Keep playing until everyone is on one team, or until exhausted.
You’ll need: 8-24 people (give or take); a pillow, chair, or other seat for each person; 10 to 60 minutes.
Sit in a circle, on chairs or pillows or something to mark seats. The circle roughly constitutes an evolutionary ladder, rising from primitive organisms to more sophisticated organisms. Divide the circle into four roughly equal segments. The first section will contain primitive organisms; the second section, plants; the third section, herbivores; the fourth section, carnivores.
Within each section, each person chooses an appropriate organism, and then comes up with a simple motion to represent that organism (for example, the lowest organism, by tradition, is always Pond Scum; and the motion for Pond Scum is to hold your left hand out in front of you as if you were holding a cup with your fingers curled to touch your thumb, while above that hand and not quite touching you hold your right hand flat and palm down, moving it in a small circle over the left hand). Once you’ve gone all around the circle, go around again so everyone can try to remember all the organisms and their associated motions.
The highest organism always begins each round. Let’s say the highest organism is Human Being, motion: waving. So the person sitting in that seat would say something like, “Human Being [waving] loves Pond Scum [left hand circling over cupped right hand].” That means play goes to the person sitting in the Pond Scum seat. She might then say, “Pond Scum [left hand circling over cupped right hand] loves Redwood Tree [stands and raises hands over head].” Of course that means play goes to the person sitting in the Redwood Tree seat (which is in that second section of plants), and he might say, “Redwood Tree [stands and raises hands over head] loves Grizzly Bear [makes growly face and holds hands up like claws].” The play should proceed relatively quickly from person to person.

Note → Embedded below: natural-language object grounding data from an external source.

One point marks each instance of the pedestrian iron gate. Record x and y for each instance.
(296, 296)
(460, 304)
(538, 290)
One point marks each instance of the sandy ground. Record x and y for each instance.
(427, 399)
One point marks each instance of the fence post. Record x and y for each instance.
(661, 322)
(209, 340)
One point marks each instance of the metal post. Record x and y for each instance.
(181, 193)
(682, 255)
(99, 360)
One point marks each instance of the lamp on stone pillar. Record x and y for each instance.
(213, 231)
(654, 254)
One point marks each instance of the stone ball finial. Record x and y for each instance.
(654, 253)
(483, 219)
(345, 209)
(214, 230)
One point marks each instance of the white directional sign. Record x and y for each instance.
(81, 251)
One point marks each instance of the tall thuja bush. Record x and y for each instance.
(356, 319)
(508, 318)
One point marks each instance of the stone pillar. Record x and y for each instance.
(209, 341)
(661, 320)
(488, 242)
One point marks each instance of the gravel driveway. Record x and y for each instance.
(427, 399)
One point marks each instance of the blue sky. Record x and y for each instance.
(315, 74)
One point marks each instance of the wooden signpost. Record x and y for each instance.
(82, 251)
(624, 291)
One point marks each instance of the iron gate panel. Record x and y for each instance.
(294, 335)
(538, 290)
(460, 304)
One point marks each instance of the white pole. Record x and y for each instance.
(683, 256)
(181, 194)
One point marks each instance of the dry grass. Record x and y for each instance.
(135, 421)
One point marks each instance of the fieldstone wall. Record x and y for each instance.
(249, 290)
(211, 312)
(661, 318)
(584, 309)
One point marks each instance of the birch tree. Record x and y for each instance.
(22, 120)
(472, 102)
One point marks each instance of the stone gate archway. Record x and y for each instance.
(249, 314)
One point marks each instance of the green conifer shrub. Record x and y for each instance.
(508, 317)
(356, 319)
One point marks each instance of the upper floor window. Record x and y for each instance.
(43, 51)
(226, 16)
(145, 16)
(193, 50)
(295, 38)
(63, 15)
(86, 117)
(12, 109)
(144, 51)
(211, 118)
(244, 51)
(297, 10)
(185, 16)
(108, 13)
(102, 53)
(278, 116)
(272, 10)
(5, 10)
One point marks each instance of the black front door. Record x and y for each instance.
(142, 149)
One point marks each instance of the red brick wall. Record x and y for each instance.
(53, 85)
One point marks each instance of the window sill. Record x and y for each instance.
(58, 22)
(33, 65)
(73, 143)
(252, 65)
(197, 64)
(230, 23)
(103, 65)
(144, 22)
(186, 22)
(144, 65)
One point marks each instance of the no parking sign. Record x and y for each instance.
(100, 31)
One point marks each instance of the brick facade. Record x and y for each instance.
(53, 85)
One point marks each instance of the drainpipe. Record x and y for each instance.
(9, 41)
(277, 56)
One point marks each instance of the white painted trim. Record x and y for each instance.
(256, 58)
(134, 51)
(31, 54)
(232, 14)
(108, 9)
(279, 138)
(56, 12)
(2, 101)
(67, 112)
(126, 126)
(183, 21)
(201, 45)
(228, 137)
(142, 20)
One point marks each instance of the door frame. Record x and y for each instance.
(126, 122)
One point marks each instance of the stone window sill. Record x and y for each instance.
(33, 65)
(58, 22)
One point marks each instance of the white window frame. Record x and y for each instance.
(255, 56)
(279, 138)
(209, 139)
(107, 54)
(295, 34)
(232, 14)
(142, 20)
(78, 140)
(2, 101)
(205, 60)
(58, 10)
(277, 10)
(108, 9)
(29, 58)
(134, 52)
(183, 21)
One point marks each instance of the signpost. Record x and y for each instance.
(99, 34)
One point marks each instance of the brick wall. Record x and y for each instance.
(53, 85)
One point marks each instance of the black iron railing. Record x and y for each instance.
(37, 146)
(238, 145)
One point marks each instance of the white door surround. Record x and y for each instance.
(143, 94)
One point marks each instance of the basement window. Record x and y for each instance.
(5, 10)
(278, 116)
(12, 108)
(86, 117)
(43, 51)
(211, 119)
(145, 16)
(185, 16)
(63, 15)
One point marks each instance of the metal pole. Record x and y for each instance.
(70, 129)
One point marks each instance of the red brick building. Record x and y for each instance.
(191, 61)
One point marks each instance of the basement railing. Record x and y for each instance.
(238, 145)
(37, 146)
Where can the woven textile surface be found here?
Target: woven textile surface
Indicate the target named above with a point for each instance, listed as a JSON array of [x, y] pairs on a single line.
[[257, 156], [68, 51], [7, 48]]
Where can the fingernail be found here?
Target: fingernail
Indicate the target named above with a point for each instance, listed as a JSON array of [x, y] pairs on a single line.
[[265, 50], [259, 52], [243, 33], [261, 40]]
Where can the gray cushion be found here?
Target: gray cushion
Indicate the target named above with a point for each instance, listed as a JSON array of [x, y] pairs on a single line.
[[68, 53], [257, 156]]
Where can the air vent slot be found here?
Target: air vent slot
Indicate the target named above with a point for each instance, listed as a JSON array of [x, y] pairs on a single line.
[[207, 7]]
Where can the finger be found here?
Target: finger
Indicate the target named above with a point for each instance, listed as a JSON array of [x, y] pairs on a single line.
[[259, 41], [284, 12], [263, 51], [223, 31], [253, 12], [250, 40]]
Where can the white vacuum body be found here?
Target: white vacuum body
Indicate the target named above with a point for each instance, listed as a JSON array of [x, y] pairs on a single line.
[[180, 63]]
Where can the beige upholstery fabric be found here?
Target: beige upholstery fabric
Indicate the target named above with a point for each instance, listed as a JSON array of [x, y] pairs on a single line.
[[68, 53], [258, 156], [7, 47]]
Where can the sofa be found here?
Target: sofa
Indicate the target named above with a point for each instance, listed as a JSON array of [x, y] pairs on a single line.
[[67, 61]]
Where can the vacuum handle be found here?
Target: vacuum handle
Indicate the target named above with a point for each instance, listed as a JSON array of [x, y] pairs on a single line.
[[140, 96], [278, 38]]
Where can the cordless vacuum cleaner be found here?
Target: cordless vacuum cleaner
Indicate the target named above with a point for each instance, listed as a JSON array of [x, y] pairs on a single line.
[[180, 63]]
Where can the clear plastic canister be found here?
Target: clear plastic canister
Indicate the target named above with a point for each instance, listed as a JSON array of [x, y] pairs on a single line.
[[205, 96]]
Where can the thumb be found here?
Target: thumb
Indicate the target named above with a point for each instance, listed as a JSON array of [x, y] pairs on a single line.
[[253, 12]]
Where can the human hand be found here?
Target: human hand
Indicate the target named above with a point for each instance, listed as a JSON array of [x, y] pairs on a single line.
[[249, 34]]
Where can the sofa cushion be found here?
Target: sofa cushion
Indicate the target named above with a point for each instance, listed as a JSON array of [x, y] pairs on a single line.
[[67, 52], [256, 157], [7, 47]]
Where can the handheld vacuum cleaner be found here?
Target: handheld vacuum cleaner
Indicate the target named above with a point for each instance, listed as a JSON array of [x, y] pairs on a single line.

Now if anyone hesitates, or uses the wrong motion with the name of the organism, or says an organism that isn’t part of that particular game, or otherwise stumbles in the estimation of the other participants, then he or she must go to the bottom of the evolutionary ladder, taking the seat of Pond Scum. Which means that whoever is sitting in the Pond Scum seat then moves up one place on the evolutionary ladder, adopting the name and motion of the organism for that particular seat. And other people also move up until everyone below the person who made the mistake has taken a new seat. That concludes one round.
Whoever is sitting in the seat at the top of the evolutionary ladder commences the next round. Continue playing until bored.

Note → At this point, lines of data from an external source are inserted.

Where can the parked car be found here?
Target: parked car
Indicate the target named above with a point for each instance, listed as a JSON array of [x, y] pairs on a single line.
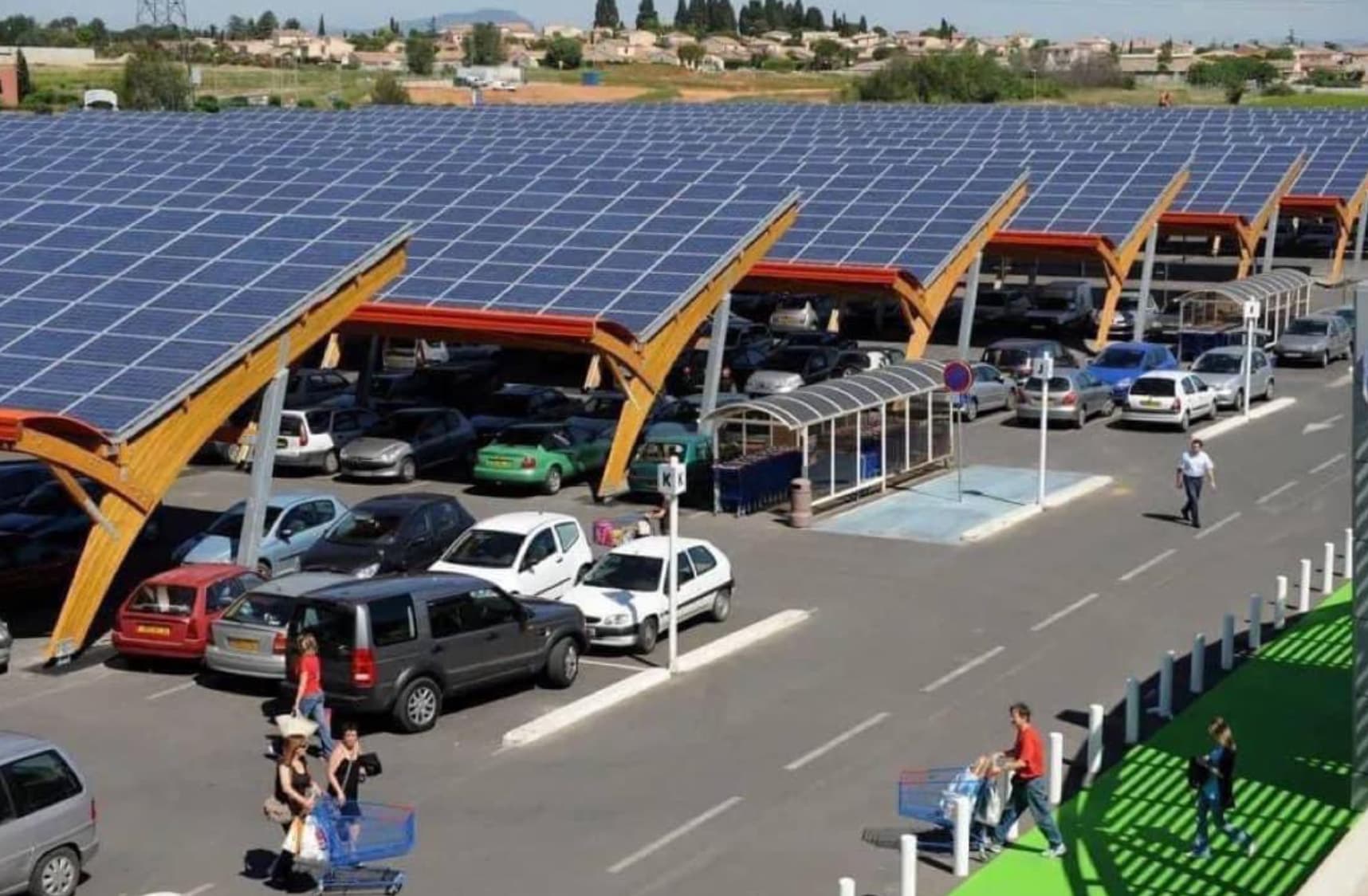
[[533, 553], [542, 454], [1318, 338], [991, 391], [626, 598], [403, 532], [1169, 397], [1074, 397], [168, 615], [409, 442], [1223, 370], [48, 831], [1121, 363], [1060, 305], [521, 404], [311, 439], [248, 638], [789, 368], [399, 646], [1014, 357], [293, 523]]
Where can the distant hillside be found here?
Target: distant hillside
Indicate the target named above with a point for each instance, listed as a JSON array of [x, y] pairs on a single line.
[[447, 19]]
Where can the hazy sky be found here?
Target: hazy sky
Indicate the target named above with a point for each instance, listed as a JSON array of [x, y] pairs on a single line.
[[1193, 19]]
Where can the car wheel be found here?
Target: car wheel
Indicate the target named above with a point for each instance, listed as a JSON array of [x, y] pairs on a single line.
[[418, 708], [647, 634], [57, 873], [552, 483], [721, 605], [563, 664]]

Strategy: Usually, you will want to send the play to people above you in the evolutionary ladder, because the only way you get to move is by getting one of them to make a mistake. However, it can also be effective to look at someone as if you’re going to send the play to them, but then name another organism — with the hope of faking them out so that they start to respond, which could be reason for the other players to send them to the bottom of the evolutionary ladder.
Background: This game has no basis in actual biology at all. I mean, that should be obvious, but with all the misunderstanding the creationists have created over evolution, it seemed wisest to state it explicitly.